Once Tennessee’s John Bell started challenging Stephen Douglas, he got on a roll. Where did Douglas find the white Americans desperate for the new land? Why did they not settle available land already organized? What so lit Douglas on fire that he would put forward such radical, sweeping legislation to give away all of white America’s future in one sudden rush? Bell asked the questions with the usual rhetorical flourishes, but they amounted to more than a show for his Senate peers. If nothing else, they served to demonstrate to his Tennessee supporters that Bell had sober, considered reasons for opposing the South’s new favorite bill.
Douglas needed to answer those objections. They did not all amount to theory and issues of precedent. The whites living in the Indian country illegally could not make a very convincing case that the Congress ought to support them there with all the land still available elsewhere. So where would Douglas come up with a batch that did deserve their good favor? And so unprecedented a grant as the entire remaining public domain? Bell did not quite say that no such people existed, but he instead advanced his own theory as to why the Little Giant wanted Kansas-Nebraska so badly:
I know that he does not act without motives or a purpose, and as he has given us no expositions of his views upon this point, I trust he will indulge me in conjecturing what they may be. That I mean nothing offensive or unkind to the honorable Senator he will understand, when I say that, upon a full consideration of his policy as shadowed forth in this bill, taking it altogether, I am at a loss which most to admire, the genius or the boldness of his conception. And I can tell honorable Senators around me, that when that Senator, shall be arraigned before the tribunal of the public in the Northwest, for his advocacy of any feature of this bill which may be obnoxious to them, and he shall come to unfold the grandeur of his plans, and the skill with which he managed to combine in their support both the North and the South, they will speak trumpet-tongued in his defense.
It took a genius to pull this off, so absolutely sure of himself to risk so alienating the North by giving away its future to slavery. Douglas would win great fame for it, unite the nation, revitalize his ailing northern Democracy, and sail into the White House. Bell didn’t have to spell it all out. Every Senator sees a president when he or she looks in the mirror, then and now.
I trust the honorable Senator understands me: but I will nevertheless say to him, that although by the offer of a principle, an abstraction -a dangerous temptation to southern Senators- which I fear will prove utterly barren- bearing neither fruit nor flower, he has drawn into the support of his plans the whole South and Southwest, yet, if he will give me but a reasonable answer to the objections I have taken to this provision of the bill, I will go with him in its support.

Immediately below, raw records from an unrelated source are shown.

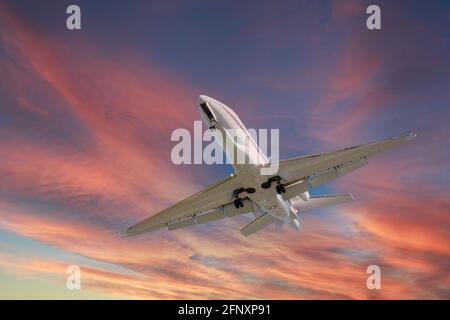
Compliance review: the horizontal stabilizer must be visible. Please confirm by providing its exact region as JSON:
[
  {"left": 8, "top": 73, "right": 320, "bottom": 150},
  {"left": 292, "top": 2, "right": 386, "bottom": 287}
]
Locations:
[{"left": 291, "top": 194, "right": 353, "bottom": 212}]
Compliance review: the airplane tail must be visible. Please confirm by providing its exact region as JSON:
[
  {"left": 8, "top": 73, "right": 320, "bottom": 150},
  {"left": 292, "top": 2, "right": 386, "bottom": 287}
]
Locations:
[{"left": 290, "top": 193, "right": 353, "bottom": 212}]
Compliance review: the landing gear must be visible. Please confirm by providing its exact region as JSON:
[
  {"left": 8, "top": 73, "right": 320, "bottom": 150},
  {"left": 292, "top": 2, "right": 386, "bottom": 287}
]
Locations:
[
  {"left": 275, "top": 183, "right": 286, "bottom": 194},
  {"left": 233, "top": 198, "right": 244, "bottom": 209},
  {"left": 233, "top": 187, "right": 256, "bottom": 209},
  {"left": 261, "top": 176, "right": 286, "bottom": 194},
  {"left": 261, "top": 176, "right": 286, "bottom": 194},
  {"left": 261, "top": 181, "right": 272, "bottom": 189}
]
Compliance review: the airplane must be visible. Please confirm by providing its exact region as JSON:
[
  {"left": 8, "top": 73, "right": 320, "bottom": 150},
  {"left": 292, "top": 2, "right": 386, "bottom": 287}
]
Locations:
[{"left": 124, "top": 95, "right": 417, "bottom": 236}]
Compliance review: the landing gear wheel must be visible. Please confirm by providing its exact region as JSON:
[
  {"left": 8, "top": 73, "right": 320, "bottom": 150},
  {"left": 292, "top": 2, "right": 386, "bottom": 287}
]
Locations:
[
  {"left": 261, "top": 181, "right": 271, "bottom": 189},
  {"left": 276, "top": 184, "right": 286, "bottom": 194},
  {"left": 234, "top": 198, "right": 244, "bottom": 209},
  {"left": 245, "top": 187, "right": 256, "bottom": 193}
]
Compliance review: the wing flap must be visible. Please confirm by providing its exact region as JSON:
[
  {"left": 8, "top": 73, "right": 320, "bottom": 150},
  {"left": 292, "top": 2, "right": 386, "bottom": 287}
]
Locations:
[
  {"left": 278, "top": 133, "right": 416, "bottom": 186},
  {"left": 124, "top": 175, "right": 242, "bottom": 236},
  {"left": 291, "top": 193, "right": 353, "bottom": 212}
]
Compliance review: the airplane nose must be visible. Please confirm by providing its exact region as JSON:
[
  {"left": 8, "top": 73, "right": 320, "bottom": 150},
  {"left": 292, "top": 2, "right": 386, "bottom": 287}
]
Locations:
[{"left": 197, "top": 94, "right": 209, "bottom": 105}]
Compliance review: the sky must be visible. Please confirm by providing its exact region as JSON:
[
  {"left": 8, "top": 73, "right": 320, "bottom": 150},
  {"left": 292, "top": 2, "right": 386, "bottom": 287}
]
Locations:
[{"left": 0, "top": 0, "right": 450, "bottom": 299}]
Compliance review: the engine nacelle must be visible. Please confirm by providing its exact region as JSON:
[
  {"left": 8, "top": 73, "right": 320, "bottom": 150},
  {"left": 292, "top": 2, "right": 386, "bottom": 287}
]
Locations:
[
  {"left": 299, "top": 191, "right": 310, "bottom": 201},
  {"left": 290, "top": 207, "right": 302, "bottom": 231}
]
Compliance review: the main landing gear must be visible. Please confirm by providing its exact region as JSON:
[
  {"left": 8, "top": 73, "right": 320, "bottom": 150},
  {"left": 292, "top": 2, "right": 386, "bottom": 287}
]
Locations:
[
  {"left": 233, "top": 187, "right": 256, "bottom": 209},
  {"left": 261, "top": 176, "right": 286, "bottom": 194}
]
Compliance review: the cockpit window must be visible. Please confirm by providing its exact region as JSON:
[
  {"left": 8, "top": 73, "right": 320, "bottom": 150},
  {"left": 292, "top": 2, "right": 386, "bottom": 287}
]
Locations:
[{"left": 200, "top": 102, "right": 214, "bottom": 121}]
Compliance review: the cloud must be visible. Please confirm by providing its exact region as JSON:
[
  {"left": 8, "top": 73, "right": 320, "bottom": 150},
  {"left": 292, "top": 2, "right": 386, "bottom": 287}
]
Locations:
[{"left": 0, "top": 2, "right": 450, "bottom": 299}]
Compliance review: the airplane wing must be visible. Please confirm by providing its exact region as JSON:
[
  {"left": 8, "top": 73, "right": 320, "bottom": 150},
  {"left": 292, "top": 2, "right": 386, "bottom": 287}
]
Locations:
[
  {"left": 123, "top": 175, "right": 254, "bottom": 236},
  {"left": 278, "top": 133, "right": 416, "bottom": 187}
]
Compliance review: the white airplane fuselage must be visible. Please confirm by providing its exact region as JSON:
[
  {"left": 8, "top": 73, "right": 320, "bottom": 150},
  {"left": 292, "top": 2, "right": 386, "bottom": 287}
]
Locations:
[{"left": 198, "top": 95, "right": 302, "bottom": 230}]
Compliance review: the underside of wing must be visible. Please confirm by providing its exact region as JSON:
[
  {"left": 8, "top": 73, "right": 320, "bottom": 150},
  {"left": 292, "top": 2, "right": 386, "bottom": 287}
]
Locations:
[
  {"left": 278, "top": 133, "right": 416, "bottom": 187},
  {"left": 124, "top": 176, "right": 253, "bottom": 236}
]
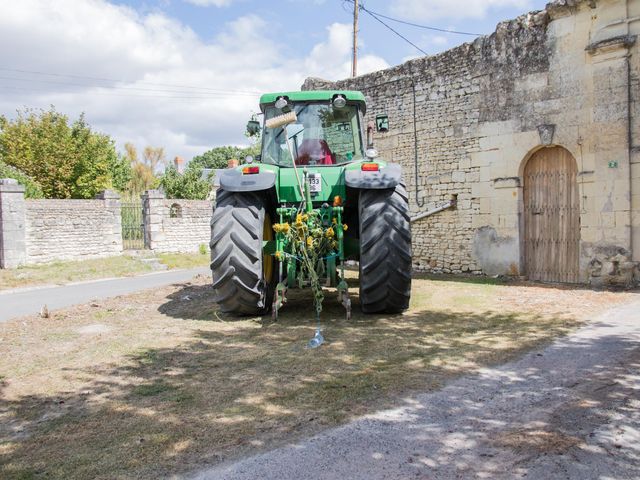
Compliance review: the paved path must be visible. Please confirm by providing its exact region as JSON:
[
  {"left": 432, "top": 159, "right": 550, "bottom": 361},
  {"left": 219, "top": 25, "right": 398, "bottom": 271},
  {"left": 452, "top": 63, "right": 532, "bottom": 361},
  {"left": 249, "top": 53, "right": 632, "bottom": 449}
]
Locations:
[
  {"left": 0, "top": 267, "right": 211, "bottom": 322},
  {"left": 193, "top": 302, "right": 640, "bottom": 480}
]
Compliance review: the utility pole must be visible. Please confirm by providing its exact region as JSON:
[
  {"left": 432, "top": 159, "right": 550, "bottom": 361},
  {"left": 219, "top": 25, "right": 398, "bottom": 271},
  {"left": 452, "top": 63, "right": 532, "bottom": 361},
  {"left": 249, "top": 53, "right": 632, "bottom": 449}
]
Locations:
[{"left": 351, "top": 0, "right": 358, "bottom": 77}]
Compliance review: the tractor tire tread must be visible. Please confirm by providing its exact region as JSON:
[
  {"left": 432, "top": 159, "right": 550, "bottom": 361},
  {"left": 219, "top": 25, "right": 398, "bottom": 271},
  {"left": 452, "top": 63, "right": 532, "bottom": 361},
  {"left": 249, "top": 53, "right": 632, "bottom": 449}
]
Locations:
[
  {"left": 210, "top": 189, "right": 271, "bottom": 315},
  {"left": 359, "top": 183, "right": 411, "bottom": 313}
]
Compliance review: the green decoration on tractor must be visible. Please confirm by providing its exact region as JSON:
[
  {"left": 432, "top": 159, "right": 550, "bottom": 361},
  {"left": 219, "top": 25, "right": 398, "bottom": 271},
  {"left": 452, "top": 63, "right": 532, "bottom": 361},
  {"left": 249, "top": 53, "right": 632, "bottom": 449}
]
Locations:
[{"left": 211, "top": 90, "right": 411, "bottom": 324}]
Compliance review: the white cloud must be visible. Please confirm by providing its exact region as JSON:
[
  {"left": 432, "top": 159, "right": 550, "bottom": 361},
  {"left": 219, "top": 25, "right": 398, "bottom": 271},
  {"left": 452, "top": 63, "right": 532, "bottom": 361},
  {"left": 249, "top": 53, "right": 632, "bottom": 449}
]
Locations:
[
  {"left": 184, "top": 0, "right": 235, "bottom": 7},
  {"left": 391, "top": 0, "right": 531, "bottom": 21},
  {"left": 0, "top": 0, "right": 387, "bottom": 163},
  {"left": 305, "top": 23, "right": 389, "bottom": 79}
]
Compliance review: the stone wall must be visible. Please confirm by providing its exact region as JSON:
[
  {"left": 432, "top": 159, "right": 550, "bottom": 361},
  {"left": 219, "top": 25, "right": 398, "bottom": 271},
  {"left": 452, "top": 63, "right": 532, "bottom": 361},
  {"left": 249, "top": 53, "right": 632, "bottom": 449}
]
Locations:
[
  {"left": 0, "top": 186, "right": 122, "bottom": 268},
  {"left": 143, "top": 190, "right": 213, "bottom": 252},
  {"left": 302, "top": 0, "right": 640, "bottom": 284}
]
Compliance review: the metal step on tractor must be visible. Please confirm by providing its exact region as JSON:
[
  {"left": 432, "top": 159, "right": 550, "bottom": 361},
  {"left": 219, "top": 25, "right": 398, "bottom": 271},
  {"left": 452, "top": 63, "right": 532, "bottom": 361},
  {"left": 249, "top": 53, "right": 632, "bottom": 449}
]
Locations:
[{"left": 211, "top": 91, "right": 411, "bottom": 318}]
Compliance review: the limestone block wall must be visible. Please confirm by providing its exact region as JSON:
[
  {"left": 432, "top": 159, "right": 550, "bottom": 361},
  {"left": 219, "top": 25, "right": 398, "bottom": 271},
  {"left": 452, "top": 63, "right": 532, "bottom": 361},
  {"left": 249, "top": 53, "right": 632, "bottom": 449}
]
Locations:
[
  {"left": 143, "top": 190, "right": 213, "bottom": 252},
  {"left": 25, "top": 192, "right": 122, "bottom": 264},
  {"left": 302, "top": 0, "right": 640, "bottom": 284}
]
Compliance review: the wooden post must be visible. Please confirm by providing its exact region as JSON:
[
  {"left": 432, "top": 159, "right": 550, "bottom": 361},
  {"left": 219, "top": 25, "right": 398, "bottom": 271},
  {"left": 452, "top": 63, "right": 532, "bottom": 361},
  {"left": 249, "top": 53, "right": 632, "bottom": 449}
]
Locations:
[{"left": 351, "top": 0, "right": 358, "bottom": 77}]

Give him a reason, Stephen. Convince John Bell that he can vote for your bill without disaster ensuing. Slavery will not take off in Kansas or Nebraska. Douglas had said so himself. The way Bell phrases it speaks deeply to his, and other southern politicians’, predicament. By dangling repeal of the Missouri Compromise out in front of them, Douglas offered a long-sought victory. It will thrill the radicals but enrage the North and set it further against the South for a hollow triumph. Archibald Dixon and Phillip Phillips twisted Douglas’ arm to get the repeal into the bill and now that repeal twisted the arms of every southern senator. If they voted against it, they named themselves traitors to slavery and wrote their epitaphs. If they voted for it, yielding to the temptation, they brought the North down on them for their folly.